I picked Martin up at Luton: he was full of cold and we went and did a lightning-speed sound check.
Paul Davey came along to play clarinet and I was glad of his services in Autumn Love. The audience were intent listeners, obviously paying careful attention to the lyrics.
Thankfully it was a night I didn't make mistakes (it's weird, the tireder and more distracted I am, the better I play and sing) and they gave me some goodly applause and even laughed at my feeble jokes. The sound in that place is incredible, and you could have heard a pin drop. It was almost unnerving to be listened to with such concentration but a blessed relief after the cacophony from the audience you get at some London gigs.

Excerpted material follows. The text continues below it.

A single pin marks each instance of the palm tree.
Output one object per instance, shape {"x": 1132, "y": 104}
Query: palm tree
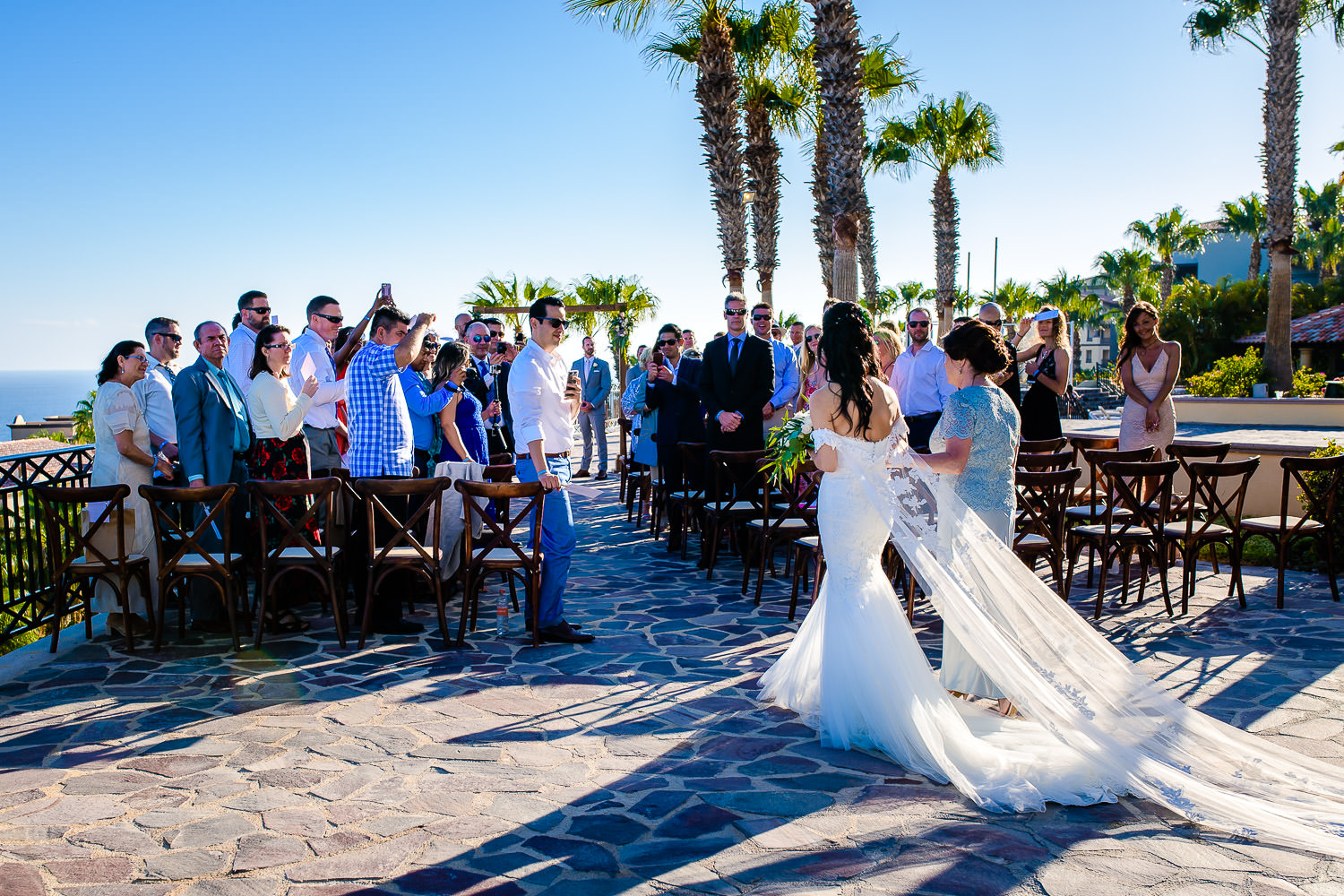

Martin was great- even though he was full of cold, he sang beautifully and he chose a really interesting selection of songs to play. He sang a lot of my faves- Lilac Tree, Long Forgotten, Rain, Orange, and Paul joined him for a couple of songs, leaping at the challenge of playing with no dots and thoroughly enjoying playing at The Stables, the jazz version of Top of the Pops! It was a good night- two gooduns in a week, and I am a hippy bunny (that's the same as a happy one, only more psychedelic)
I know I missed The Slits last night. Were they good? I bet they were!
This evening I have just finished listening to about 72 songs, submissions to a song competition. I have whittled it down to 18 and will listen through those tomorrow to get to about ten, before roping in another judge to make the final selection. I have really enjoyed it- especially some of the songs that unfortunately had to be rejected 'cos they were so weird.
I cleaned the cooker and did the washing up while I was going through them, and the knackered old cooker hasn't sparkled so much for months.
Now I've got soft flabby waterlogged washing-up fingernails and shouldn't play the guitar until they've hardened up again. I am too achey to do any more packing (where does all this bloody stuff come from?).
I am totally unable to throw away any of my kids' drawings from when they were little, but curiously able to throw away the pink fired clay stone age woman I made when I was 8, whose feet are in her mixing bowl being stirred, because they fell off about 5 years ago and I didn't want to throw them away, and whose head is so big that it bent right forward under its own weight when the clay was still wet, so now she smiles vacantly and blandly at a spot on the ground roughly three inches away from her pot.